Being able to go 8, 9, 10 deep with players who could start on most ACCAC rosters is great, but only five can be on the court at once, which makes competition over finite playing time a fierce.
“It’s been tough because (the returners) know their style of play,” Neal said. “But they’re going to be my teammates regardless. If I end up taking somebody’s spot, it goes like that, but it should be a good level of competition.”
Lemon said the heightened competition in practice has stayed on the hardwood.

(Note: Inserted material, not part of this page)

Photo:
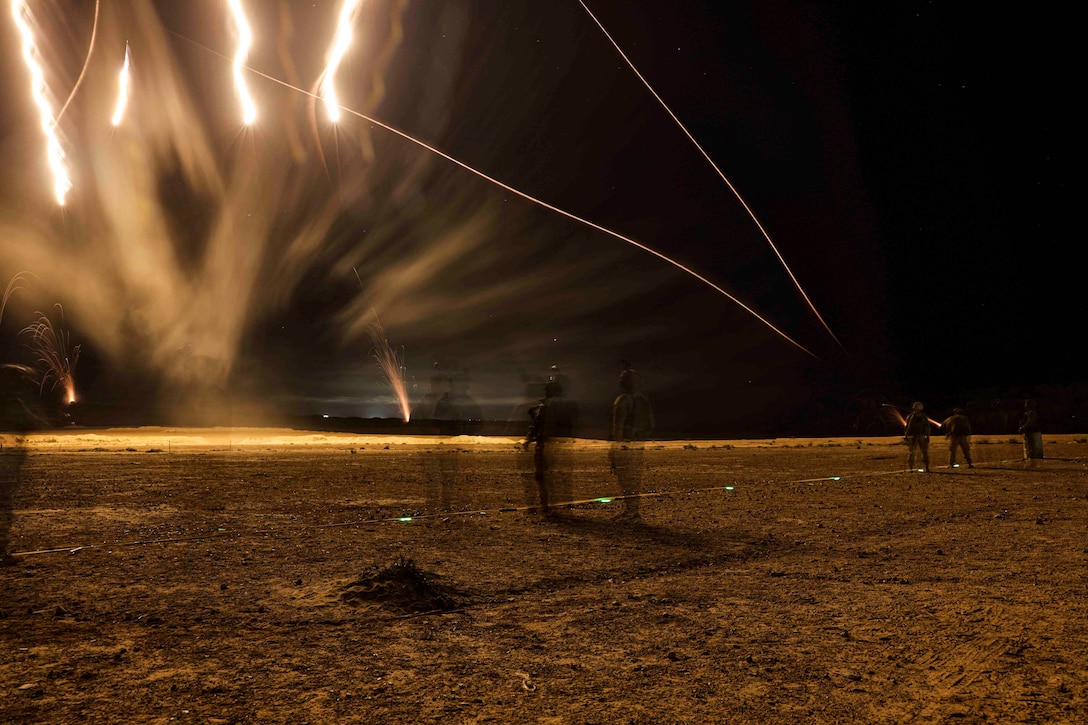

“Basketball has always been competitive to me,” she said. “We’re on the court to compete, but off the court, we’re friends.”
Prairie Chief doesn’t see a problem, either.
“We have a really deep bench. If one player gets tired, there’s someone else to step up,” she said. “Once we get our chemistry down together, and just learn how each other plays, we’ve definitely got a good chance at beating Central… We have a lot of talent, it’s just a matter of working together as a team.”